Hannover. Am Morgen nach dem großen Trauermarsch präsentiert sich der Platz vor dem Stadion in sanftem Herbstlicht. Dennoch ist hier nichts wie an einem normalen Donnerstag in Hannover. Überall brennen wieder Kerzen, den Boden ziert ein Meer aus Blumen, seit der Nacht sind viele Fotos dazugekommen. Und Widmungen wie diese für den Fußball-Nationaltorhüter, der sich das Leben nahm: "Wir haben einen Engel verloren. Aber, verdammt, wir hätten ihn gern wieder. Ruhe in Frieden, Robert Enke. Dein Nico".
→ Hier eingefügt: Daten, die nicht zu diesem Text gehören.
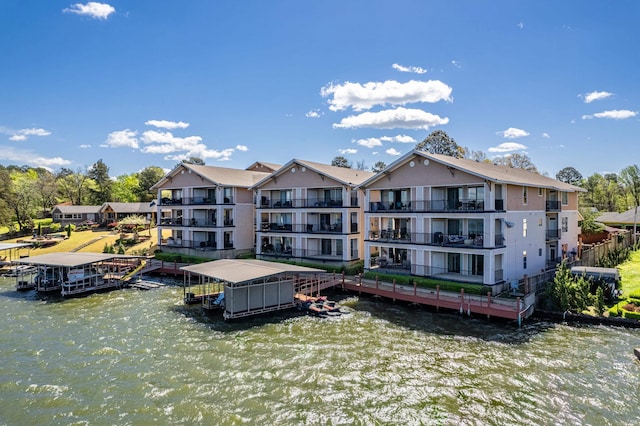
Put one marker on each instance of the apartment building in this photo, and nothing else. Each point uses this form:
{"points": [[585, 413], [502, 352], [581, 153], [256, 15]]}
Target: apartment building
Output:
{"points": [[458, 219], [309, 211], [208, 210]]}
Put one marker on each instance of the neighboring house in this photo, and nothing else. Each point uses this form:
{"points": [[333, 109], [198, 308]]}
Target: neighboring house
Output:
{"points": [[66, 214], [311, 212], [624, 220], [209, 210], [114, 211], [457, 219]]}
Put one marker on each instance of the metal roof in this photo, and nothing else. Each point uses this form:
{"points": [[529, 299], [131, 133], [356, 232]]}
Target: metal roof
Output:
{"points": [[67, 259], [10, 246], [241, 270]]}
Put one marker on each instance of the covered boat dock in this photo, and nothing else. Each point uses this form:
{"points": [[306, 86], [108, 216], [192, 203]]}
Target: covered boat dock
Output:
{"points": [[245, 287], [78, 273]]}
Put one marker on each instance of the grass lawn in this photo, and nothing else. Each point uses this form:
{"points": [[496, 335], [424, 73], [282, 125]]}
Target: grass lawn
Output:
{"points": [[99, 238], [630, 274]]}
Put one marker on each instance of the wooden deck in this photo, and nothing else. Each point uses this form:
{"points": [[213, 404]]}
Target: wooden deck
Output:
{"points": [[517, 308]]}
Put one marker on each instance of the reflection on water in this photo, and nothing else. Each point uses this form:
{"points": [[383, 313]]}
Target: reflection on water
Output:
{"points": [[134, 357]]}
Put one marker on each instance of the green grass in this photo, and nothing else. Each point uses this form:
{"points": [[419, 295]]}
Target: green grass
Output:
{"points": [[630, 274]]}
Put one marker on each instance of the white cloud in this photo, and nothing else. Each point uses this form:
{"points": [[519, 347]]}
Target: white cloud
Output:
{"points": [[369, 142], [28, 157], [402, 68], [513, 133], [398, 138], [362, 97], [122, 138], [348, 151], [23, 134], [613, 114], [508, 147], [92, 9], [164, 124], [396, 118], [595, 96], [35, 132]]}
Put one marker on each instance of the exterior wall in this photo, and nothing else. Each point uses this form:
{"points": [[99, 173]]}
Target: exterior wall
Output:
{"points": [[305, 237], [432, 174], [534, 244]]}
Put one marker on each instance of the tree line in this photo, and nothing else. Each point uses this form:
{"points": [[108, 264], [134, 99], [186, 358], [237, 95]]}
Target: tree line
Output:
{"points": [[28, 193]]}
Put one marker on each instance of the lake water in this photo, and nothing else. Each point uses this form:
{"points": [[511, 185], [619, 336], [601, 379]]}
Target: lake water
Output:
{"points": [[141, 357]]}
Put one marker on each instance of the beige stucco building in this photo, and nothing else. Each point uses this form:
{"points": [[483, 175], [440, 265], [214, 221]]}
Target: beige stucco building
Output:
{"points": [[208, 210], [438, 216], [311, 212]]}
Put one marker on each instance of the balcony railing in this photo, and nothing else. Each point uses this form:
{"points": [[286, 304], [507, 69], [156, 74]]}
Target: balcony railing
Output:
{"points": [[553, 234], [427, 206], [553, 206], [433, 239], [192, 201], [302, 253], [188, 222], [180, 243], [308, 228], [303, 203], [198, 201]]}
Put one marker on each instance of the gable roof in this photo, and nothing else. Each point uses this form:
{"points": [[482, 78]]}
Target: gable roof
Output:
{"points": [[615, 218], [148, 207], [71, 209], [221, 176], [343, 175], [498, 174]]}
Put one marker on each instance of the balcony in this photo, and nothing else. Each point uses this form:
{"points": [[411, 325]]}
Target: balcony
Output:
{"points": [[308, 228], [270, 251], [198, 201], [428, 206], [187, 222], [553, 234], [302, 203], [553, 206]]}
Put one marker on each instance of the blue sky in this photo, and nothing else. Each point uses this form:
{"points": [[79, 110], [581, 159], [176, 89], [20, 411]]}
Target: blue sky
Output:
{"points": [[149, 82]]}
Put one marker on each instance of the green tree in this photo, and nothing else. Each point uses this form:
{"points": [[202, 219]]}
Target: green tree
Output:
{"points": [[148, 177], [99, 173], [630, 177], [125, 188], [378, 167], [439, 142], [569, 175], [72, 186], [194, 160], [341, 161]]}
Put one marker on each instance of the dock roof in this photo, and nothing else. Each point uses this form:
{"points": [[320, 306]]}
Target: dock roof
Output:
{"points": [[241, 270], [11, 246], [68, 259]]}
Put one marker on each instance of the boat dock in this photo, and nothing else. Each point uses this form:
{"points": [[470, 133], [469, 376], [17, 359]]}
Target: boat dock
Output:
{"points": [[74, 274]]}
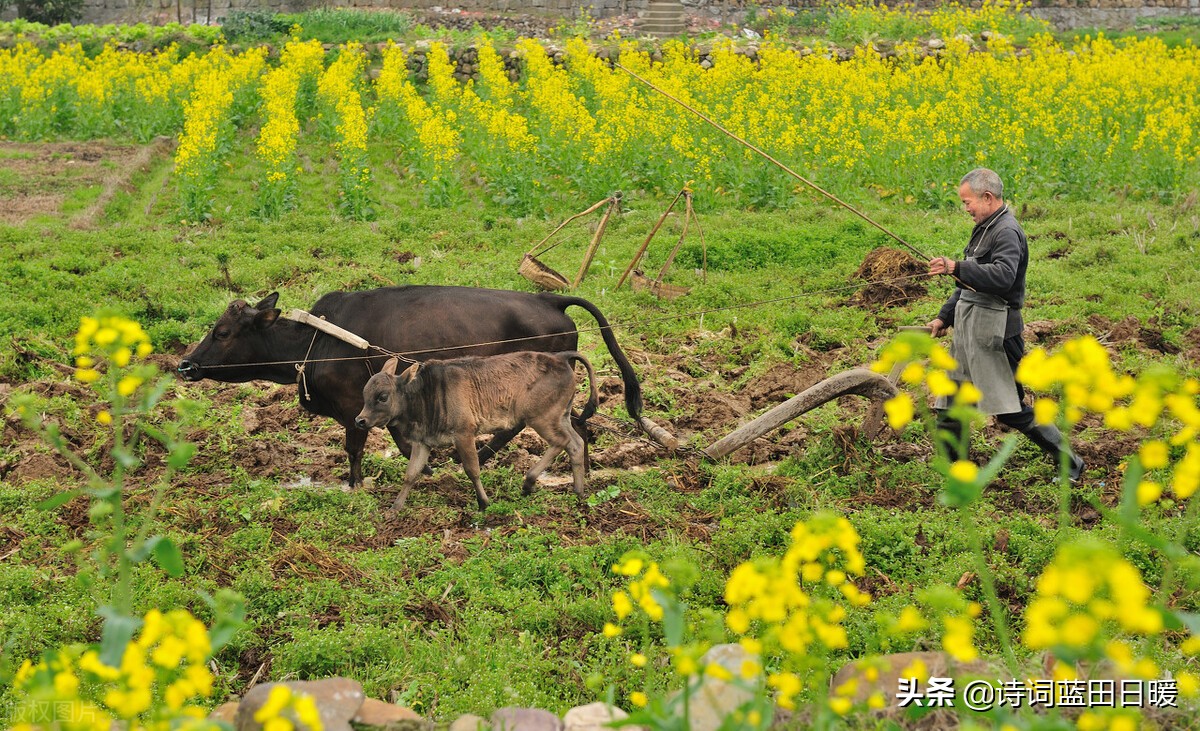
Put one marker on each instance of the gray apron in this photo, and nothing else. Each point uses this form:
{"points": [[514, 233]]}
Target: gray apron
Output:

Viele Menschen haben sich auch am Donnerstagmorgen versammelt - und bei Weitem nicht alle sind Fans von Enkes Verein Hannover 96. Vor einer Kerze steht ein bulliger Mann mit kurzer Gelfrisur. Auf seiner Jacke prangt das Vereinswappen von Arminia Bielefeld. Andrew Hunt, seit 15 Jahren für die britischen Streitkräfte in Deutschland stationiert, ist den Weg aus Ostwestfalen gefahren, um Robert Enke zu ehren. "Das hier", sagt Hunt, "hat nichts mit Konkurrenz auf dem Platz zu tun." Denn hier gehe es um einen großen Menschen, um einen großen Sportler, um ein schlimmes Schicksal.

Ruhiger ist der zweite Tag nach Enkes unfassbarer Tat, das schon, aber es hat den Anschein, dass die Stadt erst heute zu begreifen beginnt, was geschehen ist. In der Nacht zuvor waren 35 000 trauernde Gleichgesinnte durch die Innenstadt gezogen.

Gestern waren viele mit ihrer Trauer wieder allein, doch Enke blieb allgegenwärtig: In der Straßenbahn und am Kiosk sind die Fotos des Idols übrig geblieben, die auf jeder Titelseite prangen.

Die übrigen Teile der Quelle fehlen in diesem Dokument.